On 07/08/11 18:56, Anthony Anson wrote:
My information is that on tests, LPs were played continuously - well, allowing for autoreturn of stylus, continually - for a year, and little wear was evident, and there was no detectable difference in frequency range.
I'd love to read about this, do you have any links or article references or something you can scan in for me ?
If someone has cut a record with more headroom than 20k then I would be interested to hear about it and even more interested to hear how many plays that extended headroom lasts for and what pickup and phono stage is capable of reproducing it. RIAA figures for frequency response vs number of plays are scary but I presume are assuming a fairly low standard of playback equipment as they talk about something like 13khz after 30 plays ! I am sure with well set up and good quality equipment this can be more than slightly bettered.
ITYF that CDs' frequencies are considerably below vinyl's at the high end, and above at the low.

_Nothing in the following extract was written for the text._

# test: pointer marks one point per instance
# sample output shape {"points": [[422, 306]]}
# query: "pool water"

Well I am reading this straight from the Red Book which a player and the media needs to adhere to in order to display the "Compact Disc, Digital audio" logo.
So if you think I am wrong then please provide some references. Either ones that show that no player adheres to the red book or that vinyl is somehow reliably capable of greater than 20khz (there is no theoretical limit to the bottom end at the media level on a CD naturally although naturally there may be one imposed by the analogue side of a specific player or when mastering a specific disc) 20hz seems common.
The technical limit at the top end of CD Audio is naturally the folding frequency of the sample rate which is fixed by the standard at 44.1khz. Now many players quote 20khz I think due to a bit of analogue filtering to hide quantisation and jitter and of course depending on the source material there may be further limits at the mastering stage..but this is common to all formats, if the 24track that recorded it was only capable of 16khz then that's what you will get regardless of the format in which it is presented.
I think in order to preserve the sanity of the rest of the list any further conversation should be done offlist.